2. FADC-I through III, and FADC-V through IX were also wholly-owned subsidiaries of First American, and were named as defendants. Weinhold does not appeal the rulings below as to these parties.
3. CMA also acquired a second apartment building in Boston, which is not at issue in this case.
4. Levy, a party below in her capacity as trustee, is not a party to this appeal.
5. Weinhold argues at great length that First American actually "approved" both the purchase and sale agreement and the September 3 warranty agreement, despite the fact that both agreements were signed by officers of FADC-IV. As we understand it, this contention is aimed solely at showing that Weinhold's affirmative warranty claims survive D'Oench and § 1823(e).
6. To the extent that the issue of GVW's workmanship could ever provide a defense to payment of the note, it could only constitute a defense of fraud in the inducement, a defense which Weinhold raised in state court. However, the Supreme Court has made clear that § 1823(e) precludes the defense of fraud in the inducement where the FDIC is suing on a facially unqualified promissory note. See Langley v. FDIC, 484 U.S. 86, 94, 108 S. Ct. 396, 98 L. Ed. 2d 340 (1987). See also In re 604 Columbus Ave. Realty Trust, 968 F.2d 1332, 1346 (1st Cir. 1992). Moreover, to the extent that Weinhold attempts to resurrect on appeal his claims of deceit, negligent misrepresentation, and violations of Massachusetts consumer protection laws, such claims are similarly barred by Langley.

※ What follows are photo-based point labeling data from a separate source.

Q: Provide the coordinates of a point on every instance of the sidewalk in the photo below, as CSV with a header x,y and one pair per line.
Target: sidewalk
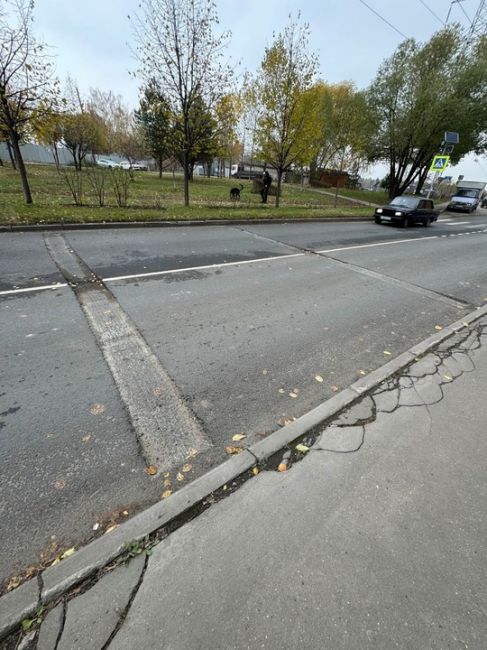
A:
x,y
376,539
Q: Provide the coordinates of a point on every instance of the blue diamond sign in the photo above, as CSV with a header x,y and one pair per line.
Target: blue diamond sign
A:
x,y
440,163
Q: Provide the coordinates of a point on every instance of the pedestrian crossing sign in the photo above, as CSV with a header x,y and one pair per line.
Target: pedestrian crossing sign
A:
x,y
440,163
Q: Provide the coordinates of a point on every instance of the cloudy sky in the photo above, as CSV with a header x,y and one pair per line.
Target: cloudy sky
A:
x,y
91,38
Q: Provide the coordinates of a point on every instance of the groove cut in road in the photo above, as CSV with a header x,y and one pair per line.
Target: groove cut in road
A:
x,y
427,293
166,429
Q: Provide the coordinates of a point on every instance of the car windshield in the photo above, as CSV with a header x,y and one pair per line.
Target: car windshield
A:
x,y
405,202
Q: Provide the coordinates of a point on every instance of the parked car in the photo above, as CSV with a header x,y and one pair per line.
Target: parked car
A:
x,y
137,167
407,211
106,162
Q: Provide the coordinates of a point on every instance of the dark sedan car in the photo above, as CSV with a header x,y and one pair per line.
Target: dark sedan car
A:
x,y
407,211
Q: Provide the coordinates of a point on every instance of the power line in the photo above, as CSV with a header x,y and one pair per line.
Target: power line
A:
x,y
432,12
383,19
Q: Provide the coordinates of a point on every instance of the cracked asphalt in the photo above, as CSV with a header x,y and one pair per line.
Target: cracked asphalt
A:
x,y
237,319
375,538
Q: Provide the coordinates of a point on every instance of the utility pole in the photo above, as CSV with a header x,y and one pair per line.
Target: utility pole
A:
x,y
479,23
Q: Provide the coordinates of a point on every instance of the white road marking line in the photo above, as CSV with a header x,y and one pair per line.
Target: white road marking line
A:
x,y
201,268
10,292
386,243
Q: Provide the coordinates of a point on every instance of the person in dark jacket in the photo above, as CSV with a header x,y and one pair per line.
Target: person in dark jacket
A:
x,y
266,180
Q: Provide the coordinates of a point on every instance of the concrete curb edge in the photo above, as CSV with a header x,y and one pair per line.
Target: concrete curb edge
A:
x,y
172,224
56,580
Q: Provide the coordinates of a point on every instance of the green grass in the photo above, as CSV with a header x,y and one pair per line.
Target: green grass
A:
x,y
151,198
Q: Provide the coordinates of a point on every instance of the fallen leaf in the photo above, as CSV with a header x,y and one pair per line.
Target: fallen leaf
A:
x,y
231,449
283,421
13,583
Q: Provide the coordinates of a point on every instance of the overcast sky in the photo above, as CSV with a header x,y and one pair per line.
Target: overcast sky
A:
x,y
91,38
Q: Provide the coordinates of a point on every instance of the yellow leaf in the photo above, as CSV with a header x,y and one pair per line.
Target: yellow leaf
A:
x,y
97,409
231,449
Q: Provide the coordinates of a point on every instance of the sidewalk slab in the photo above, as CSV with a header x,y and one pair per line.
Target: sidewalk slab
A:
x,y
380,548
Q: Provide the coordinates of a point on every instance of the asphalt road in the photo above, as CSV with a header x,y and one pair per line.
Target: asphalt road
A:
x,y
234,323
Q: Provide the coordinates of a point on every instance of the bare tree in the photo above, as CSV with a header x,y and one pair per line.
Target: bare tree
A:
x,y
26,81
178,50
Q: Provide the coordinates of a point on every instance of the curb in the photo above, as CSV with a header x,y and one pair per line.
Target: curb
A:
x,y
172,224
56,580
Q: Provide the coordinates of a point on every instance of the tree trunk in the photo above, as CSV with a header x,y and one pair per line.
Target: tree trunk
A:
x,y
11,155
186,177
21,166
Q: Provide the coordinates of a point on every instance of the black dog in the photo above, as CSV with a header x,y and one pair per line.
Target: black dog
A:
x,y
235,192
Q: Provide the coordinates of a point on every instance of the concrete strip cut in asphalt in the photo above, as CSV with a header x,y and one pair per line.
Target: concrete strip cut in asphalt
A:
x,y
377,542
167,430
375,539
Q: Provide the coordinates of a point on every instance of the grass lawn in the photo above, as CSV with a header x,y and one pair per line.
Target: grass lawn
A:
x,y
151,198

7. We express no view on whether the doctrine set forth in cases such as Thigpen v. Sparks, 983 F.2d 644 (5th Cir. 1993) and Alexandria Assoc., Ltd. v. Mitchell Co., 2 F.3d 598 (5th Cir. 1993) might warrent a different result in the case. Because appellants made no such argument, either below or on appeal, we do not address the question. See, e.g., United States v. Slade, 980 F.2d 27, 30-31 & n.3 (reiterating that theories not briefed or argued on appeal are deemed waived).